(Bloomberg) -- Federal Reserve Bank of Minneapolis President Neel Kashkari said it was premature to judge what impact the collapse of Silicon Valley Bank will have on the economy, but the Fed also needs to focus on lowering inflation.

“What’s unclear right now is how much of the banking stresses of the past few weeks is leading to a sustained credit crunch which would then slow down the US economy,” he told a townhall Thursday in St. Paul, Minnesota. “Banks on average have a lot of capital. The Federal Reserve and the other banking regulators are standing behind the banking system. So that should give us all confidence. It’s going to take us a while until we fully understand, are there more losses out there.”


Kashkari was at the center of the government’s response to the 2008-2009 financial crisis and he said that he’d taken some important lessons from that experience.
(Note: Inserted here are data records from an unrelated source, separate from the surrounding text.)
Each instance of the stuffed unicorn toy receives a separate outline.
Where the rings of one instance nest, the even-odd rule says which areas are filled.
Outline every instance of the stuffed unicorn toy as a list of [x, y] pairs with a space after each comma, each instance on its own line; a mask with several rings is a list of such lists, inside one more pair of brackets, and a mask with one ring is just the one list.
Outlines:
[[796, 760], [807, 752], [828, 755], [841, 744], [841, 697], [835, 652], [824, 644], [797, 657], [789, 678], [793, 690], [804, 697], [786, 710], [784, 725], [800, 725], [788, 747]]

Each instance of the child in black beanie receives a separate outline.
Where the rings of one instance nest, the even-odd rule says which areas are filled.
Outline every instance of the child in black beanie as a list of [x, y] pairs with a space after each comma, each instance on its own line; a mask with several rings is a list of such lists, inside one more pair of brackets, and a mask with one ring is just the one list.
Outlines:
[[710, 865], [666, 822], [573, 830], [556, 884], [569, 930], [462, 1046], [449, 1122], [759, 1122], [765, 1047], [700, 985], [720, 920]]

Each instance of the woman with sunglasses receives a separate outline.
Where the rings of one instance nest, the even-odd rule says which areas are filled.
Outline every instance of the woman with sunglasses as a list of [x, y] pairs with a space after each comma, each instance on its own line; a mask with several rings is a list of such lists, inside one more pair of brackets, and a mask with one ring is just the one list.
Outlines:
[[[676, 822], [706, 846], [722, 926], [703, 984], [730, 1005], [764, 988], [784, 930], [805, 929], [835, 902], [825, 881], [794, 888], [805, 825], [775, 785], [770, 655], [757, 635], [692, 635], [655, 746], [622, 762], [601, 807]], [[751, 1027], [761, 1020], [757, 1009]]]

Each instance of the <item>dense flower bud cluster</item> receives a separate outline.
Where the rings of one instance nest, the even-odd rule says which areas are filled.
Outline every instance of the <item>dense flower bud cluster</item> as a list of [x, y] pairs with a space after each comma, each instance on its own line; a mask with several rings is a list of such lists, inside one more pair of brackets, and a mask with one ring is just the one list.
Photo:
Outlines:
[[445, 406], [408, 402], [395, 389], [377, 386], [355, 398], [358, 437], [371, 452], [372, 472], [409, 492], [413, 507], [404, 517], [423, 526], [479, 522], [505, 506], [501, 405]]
“Banking panics and banking stresses tend to take longer than you think. In 2008, it took a couple years. I’m not forecasting that. I don’t think we have that kind of situation here,” he said. “But every time in 2008, we thought we are through it there was another shoe yet to drop. So I am prepared to think this could take a little longer than we expect until we fully get behind it.”

Still, he also noted that inflation was too high and that the services sector, excluding housing, has yet to slow down despite a series of aggressive interest-rate increases by the Fed over the past 12 months.

“The services part of the economy has not yet slowed down and wage growth is — we want higher wages — but wage growth is still growing faster than what is consistent with our 2% inflation target,” he said. “That tells me we still have more work to do to bring the services side of the economy back into balance.”

US central bankers are trying to balance their responsibility for price stability at a time of high inflation, and financial stability following the second-biggest bank failure in US history.

Officials raised interest rates by a quarter percentage point last week, continuing their year-long fight to cool price pressures despite recent turmoil in the banking system. 

The move lifted their policy benchmark to a 4.75% to 5% target range, from near zero in March 2022. Forecasts released at the same time show the 18 officials expect rates to reach 5.1% by the end of the year, according to their median projection, implying one more 25 basis-point hike.

(Updates with Kashkari comment on inflation in sixth paragraph.)